Quebec’s coroner’s office will be looking into the death of Joyce Echaquan, an Indigenous woman from the Atikamekw Nation of Manawan and a mother of seven children, who passed away amid troubling circumstances in a Joliette hospital on Monday, September 28. Before her death, Echaquan took a cellphone video from her hospital bed and livestreamed it on Facebook. Near the end of the video, which lasts around seven minutes, hospital personnel enter the room. The staff members can be heard insulting Echaquan and making derogatory comments about her. (Global News)

Here are some from McGill University who can provide comment on this issue:

Wanda Gabriel, Assistant Professor, School of Social Work

“We need to acknowledge the systemic racism that is prevalent in the Quebec healthcare system. The Viens Commission [Public Inquiry Commission on relations between Indigenous Peoples and certain public services in Québec: listening, reconciliation and progress] from 2019 has identified numerous calls to action.

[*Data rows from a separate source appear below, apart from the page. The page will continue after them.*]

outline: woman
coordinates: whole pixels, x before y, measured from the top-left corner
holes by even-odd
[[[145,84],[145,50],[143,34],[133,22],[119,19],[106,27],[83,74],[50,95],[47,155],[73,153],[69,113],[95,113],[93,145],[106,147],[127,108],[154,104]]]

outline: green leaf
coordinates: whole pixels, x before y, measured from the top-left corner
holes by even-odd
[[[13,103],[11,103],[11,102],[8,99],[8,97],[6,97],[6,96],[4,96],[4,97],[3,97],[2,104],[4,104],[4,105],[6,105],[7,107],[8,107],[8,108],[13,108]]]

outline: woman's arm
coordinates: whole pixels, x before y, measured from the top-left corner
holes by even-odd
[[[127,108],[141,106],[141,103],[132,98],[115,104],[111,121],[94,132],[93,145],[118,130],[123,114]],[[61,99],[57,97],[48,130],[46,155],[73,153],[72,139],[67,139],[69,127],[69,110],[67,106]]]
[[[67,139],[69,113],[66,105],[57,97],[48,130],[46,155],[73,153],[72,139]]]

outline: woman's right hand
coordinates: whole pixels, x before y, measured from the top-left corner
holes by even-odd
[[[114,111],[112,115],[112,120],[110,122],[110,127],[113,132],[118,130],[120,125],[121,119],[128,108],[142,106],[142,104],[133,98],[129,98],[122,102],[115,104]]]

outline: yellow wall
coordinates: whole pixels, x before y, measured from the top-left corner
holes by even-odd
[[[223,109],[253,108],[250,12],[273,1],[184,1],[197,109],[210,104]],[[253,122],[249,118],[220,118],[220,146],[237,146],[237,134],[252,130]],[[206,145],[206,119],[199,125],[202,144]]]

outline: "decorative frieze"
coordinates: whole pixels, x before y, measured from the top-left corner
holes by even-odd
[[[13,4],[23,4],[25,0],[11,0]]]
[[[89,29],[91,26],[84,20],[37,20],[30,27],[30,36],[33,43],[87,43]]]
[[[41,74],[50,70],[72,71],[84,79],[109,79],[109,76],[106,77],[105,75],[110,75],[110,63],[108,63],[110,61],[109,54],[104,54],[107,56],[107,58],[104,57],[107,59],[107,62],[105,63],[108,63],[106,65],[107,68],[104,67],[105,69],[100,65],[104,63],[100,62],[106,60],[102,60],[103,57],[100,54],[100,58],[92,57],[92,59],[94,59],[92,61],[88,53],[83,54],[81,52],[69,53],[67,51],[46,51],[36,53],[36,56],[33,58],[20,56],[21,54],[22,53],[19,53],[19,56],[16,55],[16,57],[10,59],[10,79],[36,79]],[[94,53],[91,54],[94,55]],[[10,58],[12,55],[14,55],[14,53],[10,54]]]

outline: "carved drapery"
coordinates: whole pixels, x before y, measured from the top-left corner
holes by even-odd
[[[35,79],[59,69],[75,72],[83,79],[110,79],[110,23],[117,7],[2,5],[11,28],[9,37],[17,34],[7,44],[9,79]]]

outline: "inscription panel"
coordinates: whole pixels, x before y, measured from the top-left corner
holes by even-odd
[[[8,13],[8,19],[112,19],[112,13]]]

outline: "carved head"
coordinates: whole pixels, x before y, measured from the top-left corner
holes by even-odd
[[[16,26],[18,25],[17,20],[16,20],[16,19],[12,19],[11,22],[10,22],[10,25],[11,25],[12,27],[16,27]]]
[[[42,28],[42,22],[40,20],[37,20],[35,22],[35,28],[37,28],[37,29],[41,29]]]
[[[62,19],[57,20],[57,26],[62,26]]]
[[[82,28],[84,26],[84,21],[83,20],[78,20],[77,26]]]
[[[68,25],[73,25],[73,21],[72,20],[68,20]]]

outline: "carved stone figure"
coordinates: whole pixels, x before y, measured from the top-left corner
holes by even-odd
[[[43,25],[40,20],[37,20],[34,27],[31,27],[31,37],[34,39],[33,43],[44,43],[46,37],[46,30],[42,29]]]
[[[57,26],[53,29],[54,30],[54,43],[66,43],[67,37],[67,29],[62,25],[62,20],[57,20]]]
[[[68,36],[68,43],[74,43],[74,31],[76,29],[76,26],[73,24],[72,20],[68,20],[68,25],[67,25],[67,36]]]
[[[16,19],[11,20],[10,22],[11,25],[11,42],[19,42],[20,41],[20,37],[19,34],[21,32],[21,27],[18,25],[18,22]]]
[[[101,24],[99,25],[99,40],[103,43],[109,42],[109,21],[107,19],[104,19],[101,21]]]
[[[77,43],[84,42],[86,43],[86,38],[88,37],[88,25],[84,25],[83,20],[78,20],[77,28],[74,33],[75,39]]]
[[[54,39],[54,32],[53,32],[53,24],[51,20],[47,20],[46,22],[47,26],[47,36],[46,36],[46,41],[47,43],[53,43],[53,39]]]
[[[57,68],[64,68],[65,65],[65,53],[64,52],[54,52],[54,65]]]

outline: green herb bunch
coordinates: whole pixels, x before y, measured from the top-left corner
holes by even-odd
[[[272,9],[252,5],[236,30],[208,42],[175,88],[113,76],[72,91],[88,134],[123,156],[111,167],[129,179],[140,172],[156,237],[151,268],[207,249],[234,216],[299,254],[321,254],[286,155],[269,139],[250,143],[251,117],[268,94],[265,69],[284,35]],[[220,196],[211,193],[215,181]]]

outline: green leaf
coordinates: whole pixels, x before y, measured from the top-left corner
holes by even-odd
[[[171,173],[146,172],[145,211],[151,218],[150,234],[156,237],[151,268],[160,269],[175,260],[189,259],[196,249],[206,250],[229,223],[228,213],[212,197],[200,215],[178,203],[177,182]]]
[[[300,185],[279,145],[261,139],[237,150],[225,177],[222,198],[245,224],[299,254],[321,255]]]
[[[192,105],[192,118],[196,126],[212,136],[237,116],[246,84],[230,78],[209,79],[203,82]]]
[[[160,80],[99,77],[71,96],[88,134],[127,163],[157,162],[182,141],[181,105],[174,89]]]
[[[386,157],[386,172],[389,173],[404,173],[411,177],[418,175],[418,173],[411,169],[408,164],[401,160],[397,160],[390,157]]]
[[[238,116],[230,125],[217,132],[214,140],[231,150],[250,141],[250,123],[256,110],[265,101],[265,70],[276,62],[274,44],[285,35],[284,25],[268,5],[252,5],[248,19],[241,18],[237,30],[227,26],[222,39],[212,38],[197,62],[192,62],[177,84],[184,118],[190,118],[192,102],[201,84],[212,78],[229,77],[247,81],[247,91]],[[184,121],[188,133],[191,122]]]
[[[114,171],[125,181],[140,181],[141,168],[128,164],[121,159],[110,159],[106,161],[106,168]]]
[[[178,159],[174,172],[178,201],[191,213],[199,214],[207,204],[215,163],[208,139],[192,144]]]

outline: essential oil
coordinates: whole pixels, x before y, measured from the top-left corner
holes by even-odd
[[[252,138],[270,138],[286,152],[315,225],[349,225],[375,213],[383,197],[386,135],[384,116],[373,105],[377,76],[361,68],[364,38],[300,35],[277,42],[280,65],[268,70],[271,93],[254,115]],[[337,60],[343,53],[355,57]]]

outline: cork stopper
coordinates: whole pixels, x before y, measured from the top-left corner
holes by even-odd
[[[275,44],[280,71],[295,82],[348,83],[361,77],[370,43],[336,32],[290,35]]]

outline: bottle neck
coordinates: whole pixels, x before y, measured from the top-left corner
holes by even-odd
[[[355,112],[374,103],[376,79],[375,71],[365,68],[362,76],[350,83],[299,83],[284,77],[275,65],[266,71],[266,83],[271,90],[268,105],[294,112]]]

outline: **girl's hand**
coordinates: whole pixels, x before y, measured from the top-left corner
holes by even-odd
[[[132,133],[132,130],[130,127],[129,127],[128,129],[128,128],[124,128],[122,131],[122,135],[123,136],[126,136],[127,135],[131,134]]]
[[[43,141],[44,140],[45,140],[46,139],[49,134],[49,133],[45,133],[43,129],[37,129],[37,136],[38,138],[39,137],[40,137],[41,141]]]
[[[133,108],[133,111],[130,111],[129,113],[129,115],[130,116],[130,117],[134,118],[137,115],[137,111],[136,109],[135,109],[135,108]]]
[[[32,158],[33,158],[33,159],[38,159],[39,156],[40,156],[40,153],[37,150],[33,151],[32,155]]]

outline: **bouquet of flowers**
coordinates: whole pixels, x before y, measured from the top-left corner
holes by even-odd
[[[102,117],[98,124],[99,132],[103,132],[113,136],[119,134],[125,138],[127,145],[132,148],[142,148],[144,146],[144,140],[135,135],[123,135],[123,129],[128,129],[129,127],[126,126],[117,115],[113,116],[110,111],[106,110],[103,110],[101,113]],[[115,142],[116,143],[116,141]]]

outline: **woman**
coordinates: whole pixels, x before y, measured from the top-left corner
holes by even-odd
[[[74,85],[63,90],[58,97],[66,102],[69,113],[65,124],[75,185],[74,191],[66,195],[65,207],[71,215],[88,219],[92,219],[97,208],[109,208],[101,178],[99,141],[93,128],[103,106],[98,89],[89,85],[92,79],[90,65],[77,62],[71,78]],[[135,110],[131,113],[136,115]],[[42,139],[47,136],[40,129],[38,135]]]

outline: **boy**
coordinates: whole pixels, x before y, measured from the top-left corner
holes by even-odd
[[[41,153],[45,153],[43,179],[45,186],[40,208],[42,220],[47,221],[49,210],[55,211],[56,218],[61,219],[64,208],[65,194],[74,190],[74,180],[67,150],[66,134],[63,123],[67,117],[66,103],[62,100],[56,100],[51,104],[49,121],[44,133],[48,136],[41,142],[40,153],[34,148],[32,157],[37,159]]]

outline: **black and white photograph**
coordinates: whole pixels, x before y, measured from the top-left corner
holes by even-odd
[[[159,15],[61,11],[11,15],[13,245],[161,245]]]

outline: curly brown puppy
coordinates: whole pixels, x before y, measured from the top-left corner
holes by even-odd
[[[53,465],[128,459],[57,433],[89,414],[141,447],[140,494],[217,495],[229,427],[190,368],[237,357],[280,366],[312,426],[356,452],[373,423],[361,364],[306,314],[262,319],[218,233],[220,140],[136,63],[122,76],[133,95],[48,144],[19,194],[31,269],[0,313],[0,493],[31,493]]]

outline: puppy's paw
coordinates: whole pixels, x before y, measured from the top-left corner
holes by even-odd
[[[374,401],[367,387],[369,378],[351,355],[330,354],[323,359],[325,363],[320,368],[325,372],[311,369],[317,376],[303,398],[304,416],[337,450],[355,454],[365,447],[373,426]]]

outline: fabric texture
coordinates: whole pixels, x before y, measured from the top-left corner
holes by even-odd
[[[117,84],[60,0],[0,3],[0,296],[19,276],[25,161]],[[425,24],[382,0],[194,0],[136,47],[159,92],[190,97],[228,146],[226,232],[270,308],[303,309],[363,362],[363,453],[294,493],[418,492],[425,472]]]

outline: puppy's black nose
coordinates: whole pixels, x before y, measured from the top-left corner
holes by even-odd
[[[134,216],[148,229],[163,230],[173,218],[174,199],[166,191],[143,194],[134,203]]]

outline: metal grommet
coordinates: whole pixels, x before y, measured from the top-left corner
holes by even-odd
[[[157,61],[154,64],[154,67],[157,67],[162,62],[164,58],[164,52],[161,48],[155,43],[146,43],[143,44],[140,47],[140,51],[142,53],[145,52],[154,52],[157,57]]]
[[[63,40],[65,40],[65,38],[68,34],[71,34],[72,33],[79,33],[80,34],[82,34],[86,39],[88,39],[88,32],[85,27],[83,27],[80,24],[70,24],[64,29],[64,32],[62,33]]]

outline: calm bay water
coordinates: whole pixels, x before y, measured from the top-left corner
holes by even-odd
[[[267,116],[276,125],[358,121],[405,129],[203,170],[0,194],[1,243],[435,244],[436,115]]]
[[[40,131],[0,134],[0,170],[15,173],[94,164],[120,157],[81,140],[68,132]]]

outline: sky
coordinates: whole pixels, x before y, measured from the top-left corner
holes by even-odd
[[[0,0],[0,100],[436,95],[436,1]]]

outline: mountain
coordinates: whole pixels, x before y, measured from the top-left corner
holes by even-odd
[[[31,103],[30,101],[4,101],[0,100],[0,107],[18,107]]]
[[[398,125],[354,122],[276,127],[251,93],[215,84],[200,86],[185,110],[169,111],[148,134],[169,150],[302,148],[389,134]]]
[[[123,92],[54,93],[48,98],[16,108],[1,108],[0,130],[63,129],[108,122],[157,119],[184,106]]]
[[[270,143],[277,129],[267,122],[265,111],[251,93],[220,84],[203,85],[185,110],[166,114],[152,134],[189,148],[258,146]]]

We must move to action to stop this cruelty.

Wanda Gabriel is an Assistant Professor in the School of Social Work and a member of the Kanieke’ha:ke nation. She has worked closely with the National, Regional Indigenous agencies and Indigenous communities across Canada dealing with crisis intervention and issues of sexual abuse, lateral violence, internalized oppression, drug and alcohol addiction, domestic violence and residential school issues.

wanda.gabriel [at] (English, French)

Samir Shaheen-Hussain, Assistant Professor, Department of Pediatrics

Joyce Echaquan was not the first Indigenous person to suffer a brutal death because of discrimination rampant on multiple levels in our healthcare system, but the provincial government has the power to make sure that she is the last. Tangible actions, including the implementation of anti-racist legislation, policies, and practices must be put in place to end medical colonialism and anti-Indigenous systemic racism in healthcare immediately. Otherwise, it is only a matter of time before another Indigenous person's wholly avoidable suffering makes headlines."

Samir Shaheen-Hussain is an Assistant Professor in the Department of Pediatrics and an emergency pediatric physician at the Montreal Children’s Hospital. He spearheaded the advocacy campaign #aHand2Hold, which brought about a change in government policy and ensured that hundreds of Indigenous children in Quebec can now be accompanied by their parents when they are flown south for care rather than being transferred alone. He is the author of Fighting for A Hand to Hold: Confronting Medical Colonialism against Indigenous Children in Canada.

Saleem Razack, Associate Professor, Department of Pediatrics

We now know that the individuals who performed these acts of overt racism have been held accountable and that an investigation is in progress. However, this approach only goes so far. There are clear systemic racism factors that have permitted such behaviours towards Indigenous peoples and which create systems whereby individuals are rarely held accountable. Nothing would have happened had there not been recorded evidence. We must therefore name the systemic racism in this occurrence and commit to deep and enduring structural change, in the spirit of truth and reconciliation.”

Saleem Razack is an Associate Professor in the Department of Pediatrics and the Director Social Accountability and Community Engagement Office at the Faculty of Medicine and Health Sciences. He is also a pediatric critical care medicine physician at the Montreal Children’s Hospital. His scholarly works focuses on medical education including assessment, equity issues, and social accountability in health professions education.